Article
Author(s):
New research showed that vitamin D supplements were ineffective in diminishing severity of psoriasis, although questions still remain about the findings.
Vitamin D supplementation does not affect the severity of psoriasis during the winter time according to recent findings, although lower baseline severity scores might be the reason for the study’s lack of measurable effects.
While topical vitamin D analogues are often used in psoriasis treatment, oral supplement effects were not yet established.
The study’s investigators conducted their research to evaluate psoriasis severity throughout the winter with vitamin D supplementation.
This research was authored by Marita Jenssen, MD, from the Department of Dermatology at University Hospital of North Norway. Jenssen and her team hypothesized that psoriasis during winter could be reduced by elevating 25-hydroxyvitamin D (25[OH]D).
“We examined the effect of vitD supplementation on psoriasis severity as measured by Psoriasis Area Severity Index (PASI), Physician Global Assessment (PGA), self-administered PASI (SAPASI), and Dermatology Life Quality Index (DLQI) scores,” Jenssen and colleagues wrote.
The investigators performed a clinical trial over the course of 2 winter seasons from 2017-2018 and 2018-2019, both at the clinical research unit of the University Hospital of North Norway in Tromsø.
The team’s research involved adults recruited from the general population in Tromsø who reported active plaque psoriasis and 25-hydroxyvitamin D (25[OH]D) levels that were found to be below 24 ng/mL.
The team’s study involved 2 parallel groups, and randomization was computer-generated. The trial was double-blind, placebo-controlled, and the team followed each study participant for 4 months as part of their work. Each and every participant, clinician, and outcome assessor was kept unaware of the groups’ assignments.

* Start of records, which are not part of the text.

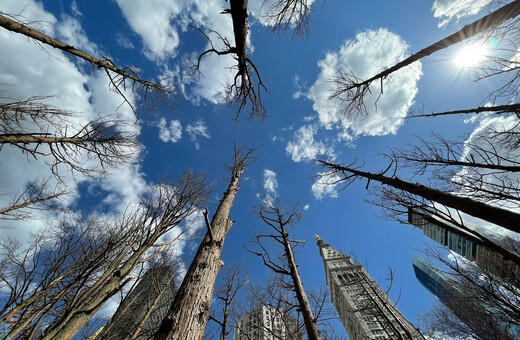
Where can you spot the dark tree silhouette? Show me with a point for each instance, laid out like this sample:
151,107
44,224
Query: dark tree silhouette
189,312
277,217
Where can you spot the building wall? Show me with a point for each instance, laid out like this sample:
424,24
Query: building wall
364,309
266,323
154,292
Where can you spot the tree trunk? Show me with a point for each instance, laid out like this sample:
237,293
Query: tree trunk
310,322
491,20
17,27
502,217
189,312
513,108
42,139
223,332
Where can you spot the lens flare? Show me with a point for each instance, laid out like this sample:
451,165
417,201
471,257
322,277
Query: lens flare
471,55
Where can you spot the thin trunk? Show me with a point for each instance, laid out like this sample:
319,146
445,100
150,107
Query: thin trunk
448,162
514,108
189,312
106,64
18,138
489,21
223,331
310,322
28,203
79,316
502,217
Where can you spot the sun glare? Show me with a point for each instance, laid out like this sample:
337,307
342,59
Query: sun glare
471,55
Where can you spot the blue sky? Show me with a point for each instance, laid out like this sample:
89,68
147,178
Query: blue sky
197,132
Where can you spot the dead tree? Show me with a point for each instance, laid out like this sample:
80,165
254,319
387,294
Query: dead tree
276,216
348,174
40,130
62,287
282,15
188,314
350,90
482,168
498,110
118,76
243,89
226,295
36,196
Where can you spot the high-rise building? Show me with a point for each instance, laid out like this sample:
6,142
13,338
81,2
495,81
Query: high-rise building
144,307
462,241
433,279
476,314
364,309
267,323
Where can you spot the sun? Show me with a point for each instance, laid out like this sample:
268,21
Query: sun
471,55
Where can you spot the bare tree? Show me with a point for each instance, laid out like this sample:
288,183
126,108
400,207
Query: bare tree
243,89
189,312
497,109
277,295
40,130
118,76
277,216
36,196
477,303
350,90
222,311
64,278
350,173
282,15
483,168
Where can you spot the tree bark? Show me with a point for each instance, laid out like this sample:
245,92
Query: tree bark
491,20
310,322
189,312
513,108
502,217
106,64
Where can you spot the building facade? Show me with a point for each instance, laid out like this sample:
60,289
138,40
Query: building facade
143,309
474,313
364,309
463,242
267,323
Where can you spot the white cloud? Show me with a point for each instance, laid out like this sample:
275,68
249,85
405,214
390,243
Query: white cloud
159,24
58,77
171,133
153,21
367,55
270,182
325,186
259,9
198,129
70,31
124,41
448,10
303,147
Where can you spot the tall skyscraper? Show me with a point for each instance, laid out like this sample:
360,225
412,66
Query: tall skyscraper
476,314
267,323
144,307
461,241
364,309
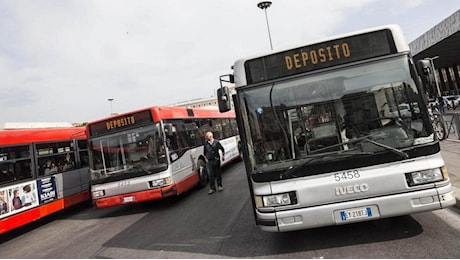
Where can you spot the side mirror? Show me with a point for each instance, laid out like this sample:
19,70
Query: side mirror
223,99
424,69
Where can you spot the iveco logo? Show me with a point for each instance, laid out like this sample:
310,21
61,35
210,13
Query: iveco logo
350,189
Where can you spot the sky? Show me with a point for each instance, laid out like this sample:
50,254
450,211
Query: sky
60,61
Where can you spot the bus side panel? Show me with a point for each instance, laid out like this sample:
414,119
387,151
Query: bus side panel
70,182
76,198
28,216
19,219
187,183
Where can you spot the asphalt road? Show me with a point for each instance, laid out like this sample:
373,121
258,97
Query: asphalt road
198,225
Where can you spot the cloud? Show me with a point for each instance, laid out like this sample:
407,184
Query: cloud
62,60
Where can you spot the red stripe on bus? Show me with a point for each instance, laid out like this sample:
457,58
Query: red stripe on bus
28,216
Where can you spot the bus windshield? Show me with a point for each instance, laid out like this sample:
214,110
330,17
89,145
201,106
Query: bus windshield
371,109
129,153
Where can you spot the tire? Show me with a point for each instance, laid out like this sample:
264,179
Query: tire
203,174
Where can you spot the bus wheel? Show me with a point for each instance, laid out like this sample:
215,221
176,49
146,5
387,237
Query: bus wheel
203,174
240,152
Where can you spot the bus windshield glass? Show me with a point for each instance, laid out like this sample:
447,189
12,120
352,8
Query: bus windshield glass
367,110
128,153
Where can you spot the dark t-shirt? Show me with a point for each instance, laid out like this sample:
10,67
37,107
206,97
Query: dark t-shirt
212,151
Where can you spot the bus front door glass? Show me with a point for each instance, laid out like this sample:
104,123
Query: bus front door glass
367,110
128,154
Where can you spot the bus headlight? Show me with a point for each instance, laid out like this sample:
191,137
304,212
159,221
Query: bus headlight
425,176
160,182
276,200
98,194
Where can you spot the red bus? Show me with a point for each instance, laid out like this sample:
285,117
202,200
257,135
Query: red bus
154,153
42,171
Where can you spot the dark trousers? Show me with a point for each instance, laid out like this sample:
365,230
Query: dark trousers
214,174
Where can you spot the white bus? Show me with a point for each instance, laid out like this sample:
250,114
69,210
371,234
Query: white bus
326,141
154,153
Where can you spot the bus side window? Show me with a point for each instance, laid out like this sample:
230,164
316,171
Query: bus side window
15,163
83,160
217,128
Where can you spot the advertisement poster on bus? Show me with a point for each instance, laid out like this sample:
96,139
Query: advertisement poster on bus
17,198
47,189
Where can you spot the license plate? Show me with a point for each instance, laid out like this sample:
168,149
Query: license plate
356,213
128,199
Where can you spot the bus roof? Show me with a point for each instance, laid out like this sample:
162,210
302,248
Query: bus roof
396,31
23,136
171,112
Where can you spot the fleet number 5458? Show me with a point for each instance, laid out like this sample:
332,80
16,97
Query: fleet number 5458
346,175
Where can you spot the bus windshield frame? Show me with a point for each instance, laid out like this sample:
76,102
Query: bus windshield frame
128,153
303,122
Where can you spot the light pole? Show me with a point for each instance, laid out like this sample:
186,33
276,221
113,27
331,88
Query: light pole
434,74
110,100
264,5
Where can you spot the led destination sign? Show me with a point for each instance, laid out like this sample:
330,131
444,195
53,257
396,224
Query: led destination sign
320,56
121,122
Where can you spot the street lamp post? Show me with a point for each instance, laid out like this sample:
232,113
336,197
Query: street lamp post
110,100
264,5
434,74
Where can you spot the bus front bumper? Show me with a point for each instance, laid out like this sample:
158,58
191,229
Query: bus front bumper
136,197
344,212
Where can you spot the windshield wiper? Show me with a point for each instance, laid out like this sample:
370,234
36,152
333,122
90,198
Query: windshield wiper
139,165
404,155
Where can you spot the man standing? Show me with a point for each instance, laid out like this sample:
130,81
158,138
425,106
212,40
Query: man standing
212,157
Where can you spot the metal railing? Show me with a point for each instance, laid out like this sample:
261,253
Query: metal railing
452,121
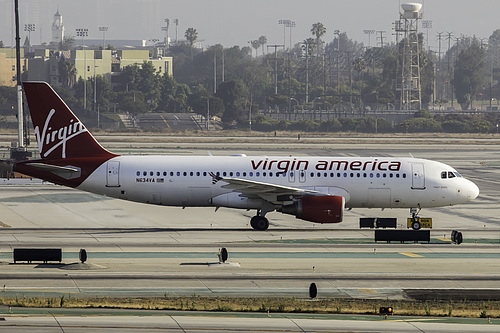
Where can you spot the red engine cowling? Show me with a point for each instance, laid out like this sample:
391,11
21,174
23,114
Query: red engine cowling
321,209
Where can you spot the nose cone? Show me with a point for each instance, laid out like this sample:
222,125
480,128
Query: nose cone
472,191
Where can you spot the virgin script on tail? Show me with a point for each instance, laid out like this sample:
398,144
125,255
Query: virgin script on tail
63,134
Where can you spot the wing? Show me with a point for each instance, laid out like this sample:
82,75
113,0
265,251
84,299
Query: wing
273,193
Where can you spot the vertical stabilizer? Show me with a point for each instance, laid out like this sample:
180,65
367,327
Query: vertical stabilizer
59,133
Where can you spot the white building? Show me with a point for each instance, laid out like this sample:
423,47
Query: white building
57,29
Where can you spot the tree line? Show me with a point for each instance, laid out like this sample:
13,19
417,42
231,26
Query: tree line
341,75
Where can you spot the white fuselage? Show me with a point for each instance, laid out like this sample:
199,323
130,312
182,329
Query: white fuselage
370,182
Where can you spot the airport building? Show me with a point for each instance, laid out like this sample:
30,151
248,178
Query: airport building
8,70
47,65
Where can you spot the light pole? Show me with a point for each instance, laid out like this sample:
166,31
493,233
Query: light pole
369,33
337,33
96,108
103,29
165,28
84,32
285,23
29,27
427,24
176,22
207,122
290,25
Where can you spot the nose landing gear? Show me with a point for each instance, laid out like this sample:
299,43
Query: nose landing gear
415,224
259,222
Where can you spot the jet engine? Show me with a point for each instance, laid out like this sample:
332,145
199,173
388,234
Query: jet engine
321,209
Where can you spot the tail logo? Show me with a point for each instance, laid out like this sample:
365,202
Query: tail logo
57,137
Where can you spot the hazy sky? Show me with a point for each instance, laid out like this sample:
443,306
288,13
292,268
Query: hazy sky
235,22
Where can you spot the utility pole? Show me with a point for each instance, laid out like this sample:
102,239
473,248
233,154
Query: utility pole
450,36
440,37
20,115
276,46
215,72
381,36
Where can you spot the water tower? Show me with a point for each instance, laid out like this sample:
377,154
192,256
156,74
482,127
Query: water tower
408,87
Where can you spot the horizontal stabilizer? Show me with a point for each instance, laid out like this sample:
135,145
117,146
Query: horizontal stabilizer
66,172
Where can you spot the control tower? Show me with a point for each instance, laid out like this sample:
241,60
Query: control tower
408,87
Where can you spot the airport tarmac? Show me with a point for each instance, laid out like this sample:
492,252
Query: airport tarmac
138,249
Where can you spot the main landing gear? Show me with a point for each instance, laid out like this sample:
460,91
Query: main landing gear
259,222
415,225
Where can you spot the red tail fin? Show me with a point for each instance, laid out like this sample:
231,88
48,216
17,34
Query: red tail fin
59,133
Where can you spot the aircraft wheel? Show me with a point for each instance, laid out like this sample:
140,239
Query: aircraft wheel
259,223
416,225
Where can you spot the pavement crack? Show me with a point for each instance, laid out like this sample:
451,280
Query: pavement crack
57,321
178,324
300,328
74,282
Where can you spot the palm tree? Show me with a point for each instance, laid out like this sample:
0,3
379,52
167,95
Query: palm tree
359,65
191,36
318,30
262,42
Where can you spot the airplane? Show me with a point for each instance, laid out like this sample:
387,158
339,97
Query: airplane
315,189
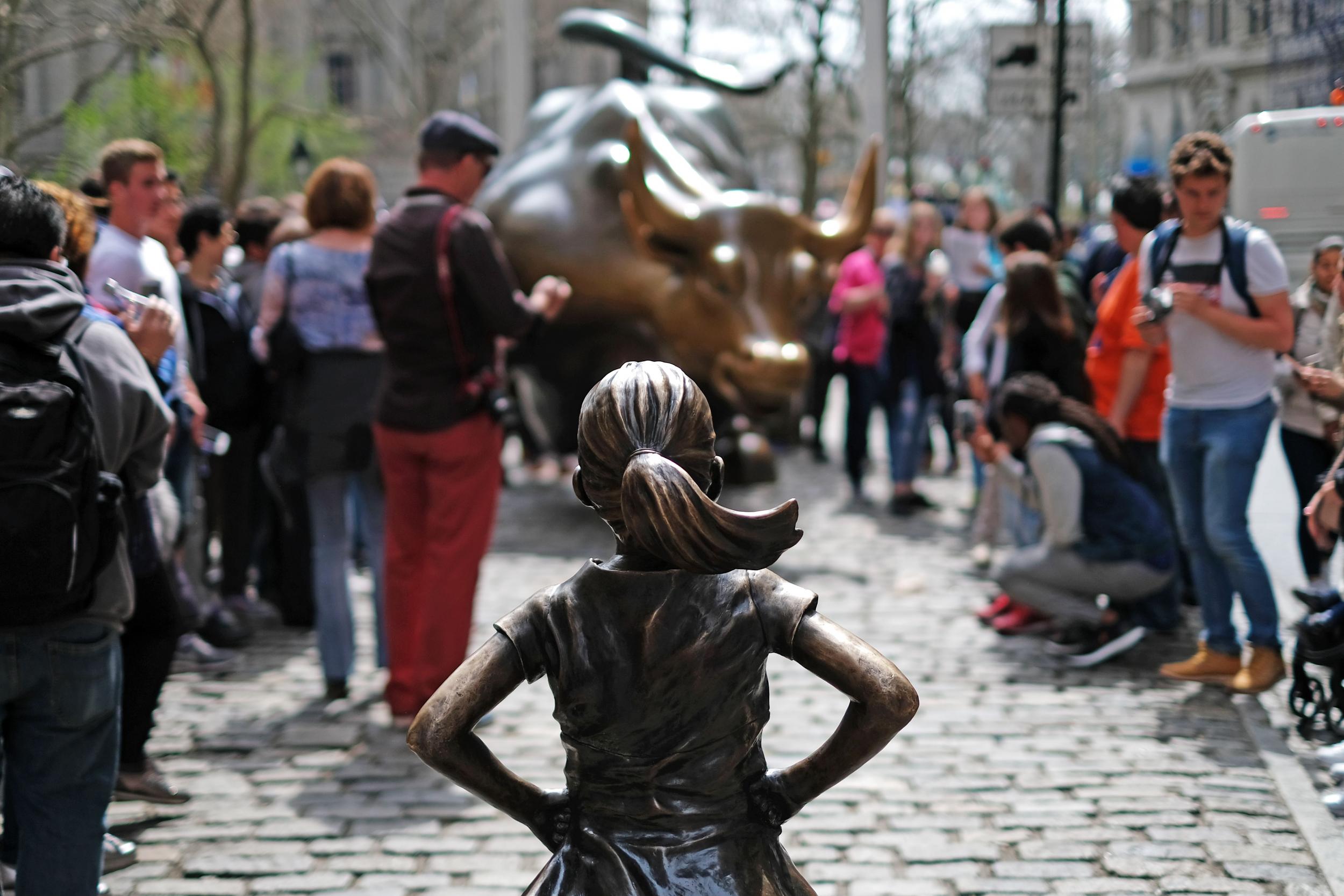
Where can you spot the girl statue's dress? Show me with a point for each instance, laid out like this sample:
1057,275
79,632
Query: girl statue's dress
660,692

The investigators performed their analyses in May of 2022, deciding on the primary outcome being PASI scores, and secondary outcomes being PGA, self-administered PASI, and DLQI scores.
The interventions used in their study were cholecalciferol (100,000 IU loading dose, and then 20,000 IU/week) or the placebo for a total of 4 months.
In the end, the investigators had recruited a total of 122 study participants, with 46 being women and the mean age being 53.6 years. Additionally, they noted that the mean PASI score was 3.1, the mean serum 25(OH)D level was 14.9 ng/mL.
They randomized 49.2% of the participants to the vitamin D arm of the study and 50.8% to the placebo arm.
It ended up that 120 total participants—49.2% in the vitamin D group and 51.8% in the placebo group—completed their study. The team reported that by the end of the study, mean 25(OH)D levels were reported to be 29.7 ng/mL in the vitamin D arm and 12.0 ng/mL in the placebo arm.
Overall, the researchers noted that there was no major difference in PASI score changes between both of the groups.
Additionally, they found no substantial difference in change in self-administered PASI score, PGA score, or DLQI between the 2 arms. They added that there were no registered adverse effects from the intervention.
Notably, they did point out low baseline scores in severity for the participants may be the explanation for the reported lack of measurable effects observed.
They added that the increases in levels of 25(OH)D for the intervention arm were to a lesser degree than expected, based on prior data from the same source population. This too may have influenced the team’s results.
“Future trials should include cases with more extensive psoriasis and/or use severity measurements, which are more sensitive in the lower spectrum,” they wrote. “Also, future trials should ensure the achievement of the targeted 25(OH)D level, possibly aiming at the 25(OH)D level that is achieved through UV-B treatment (>40 ng/mL).”